Trump, who has called man-made global warming a hoax, has pledged to pull of the 2015 Paris Agreement for cutting greenhouse gas emissions, mainly from fossil fuels. Instead, he says he will push ahead and develop cheap coal, shale and oil.
On Sunday, former French President Nicolas Sarkozy, who is seeking to regain power in a 2017 election, urged a tax of between one and three percent on imports from the United States if Trump pulls out.
“We cannot allow a situation where our companies have obligations (to limit greenhouse gas emissions) but we continue to import products from countries that respect none of those obligations,” he said in a television interview.

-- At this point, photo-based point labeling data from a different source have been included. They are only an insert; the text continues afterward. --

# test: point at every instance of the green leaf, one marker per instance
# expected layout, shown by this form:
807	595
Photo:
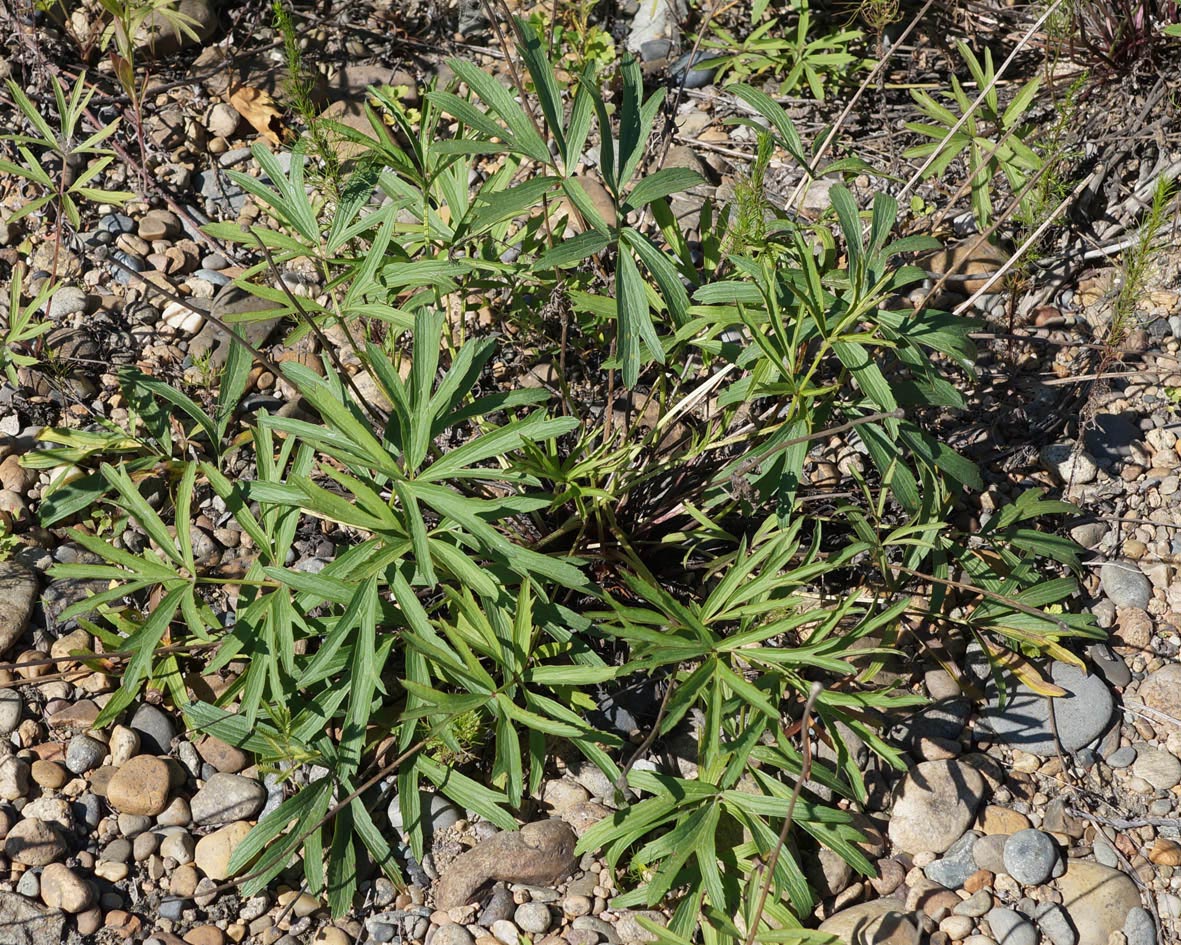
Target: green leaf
660	184
634	318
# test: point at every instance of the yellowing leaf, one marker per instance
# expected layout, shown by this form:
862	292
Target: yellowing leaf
260	110
1023	670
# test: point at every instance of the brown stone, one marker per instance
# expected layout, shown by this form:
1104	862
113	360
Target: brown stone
49	774
100	780
1166	852
1162	690
33	842
1097	898
1134	627
139	787
880	921
982	879
973	256
160	225
939	903
221	755
1000	820
63	888
206	934
78	716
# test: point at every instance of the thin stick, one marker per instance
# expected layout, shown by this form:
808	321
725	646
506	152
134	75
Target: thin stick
804	775
104	255
984	92
801	188
371	409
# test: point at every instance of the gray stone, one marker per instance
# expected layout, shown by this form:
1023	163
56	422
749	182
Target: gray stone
67	300
18	595
941	719
501	905
1104	853
1030	856
34	842
1109	437
12	706
226	799
1139	927
1161	690
957	864
976	905
117	223
1098	899
1023	722
1157	767
452	934
594	924
880	920
631	931
989	853
937	803
1055	924
533	917
652	23
154	728
30	884
1126	585
1071	466
540	853
14	777
1108	663
26	923
84	754
1010	927
437	813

But Germany and the European Commission, at an meeting of almost 200 nations in Marrakesh, Morocco, on ways to implement the Paris Agreement, rejected his call.
“Germany has decided not to go down this path but opt for emissions trading,” German Environment Minister Barbara Hendricks told a news conference.
“We have always said we didn’t like carbon taxes – both before the U.S. election and after. The European Commission is not thinking of any proposal on a carbon tax,” Climate Commissioner Miguel Arias Canete told reporters.
The European Union penalises greenhouse gases via a market, which traded on Monday at 5.4 euros ($5.79) a tonne of carbon dioxide emitted, as part of efforts to limit emissions blamed for stoking heat waves, droughts, storms and rising sea.
Both Hendricks and Canete said further reforms were needed to the Emissions Trading System because the current price was too low to drive a fast shift to greener energies from fossil fuels.
U.S. Climate Envoy Jonathan Pershing said it was too early to speculate about European border taxes. “I think people are holding judgment about what the future will hold,” he said.
And Pershing said other countries would push ahead with the Paris Agreement, which seeks to phase out net greenhouse gas emissions between 2050 and 2100, irrespective of Washington’s policies under Trump.
“The change in the U.S. will not change the actions of others,” he told a news conference, saying that nations such as China, the European Union, Mexico and Canada had all said they would push ahead.
A source on Trump’s transition team told Reuters that the president-elect was looking at options that could allow the United States to pull out within a year, short-circuiting a theoretical four-year wait laid down in the Paris Agreement.
Asked about Trump’s legal options, Pershing said: “I don’t really have any good insight for you.”